There are not hard-and-fast answers, since the answers here depend greatly on your input and problem domain. A lot of the work of machine learning is the art (not science) of preparing your input, for this reason. I could give you some general ideas to think about. You have two issues: making meaningful similarities out of each of these items, and then combining them.

The city similarity sounds reasonable but really depends on your domain. Is it really the case that being in the same city means everything, and being in neighboring cities means nothing? For example does being in similarly-sized cities count for anything? In the same state? If they do your similarity should reflect that.

Education: I understand why you might use cosine similarity but that is not going to address the real problem here, which is handling different tokens that mean the same thing. You need "eng" and "engineering" to match, and "ba" and "bachelors", things like that. Once you prepare the tokens that way it might give good results.

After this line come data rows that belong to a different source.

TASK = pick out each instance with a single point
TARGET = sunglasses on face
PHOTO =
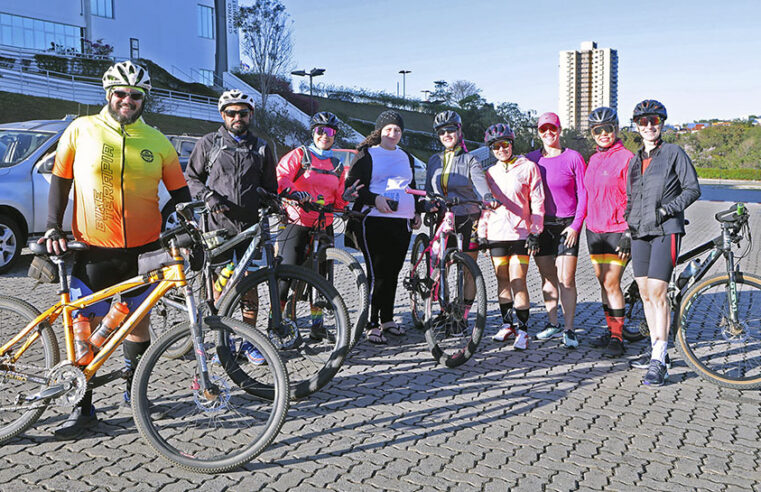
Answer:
(654, 120)
(502, 144)
(231, 113)
(135, 96)
(326, 130)
(548, 128)
(603, 129)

Interest: I don't think cosine will be the best choice here, try a simple tanimoto coefficient similarity (just size of intersection over size of union).

You can't just sum them, as I assume you still want a value in the range [0,1]. You could average them. That makes the assumption that the output of each of these are directly comparable, that they're the same "units" if you will. They aren't here; for example it's not as if they are probabilities.

It might still work OK in practice to average them, perhaps with weights. For example, being in the same city here is as important as having exactly the same interests. Is that true or should it be less important?

You can try and test different variations and weights as hopefully you have some scheme for testing against historical data. I would point you at our project, Mahout, as it has a complete framework for recommenders and evaluation.

However all these sorts of solutions are hacky and heuristic. I think you might want to take a more formal approach to feature encoding and similarities. If you're willing to buy a book and like Mahout, Mahout in Action has good coverage in the clustering chapters on how to select and encode features and then how to make one similarity out of them.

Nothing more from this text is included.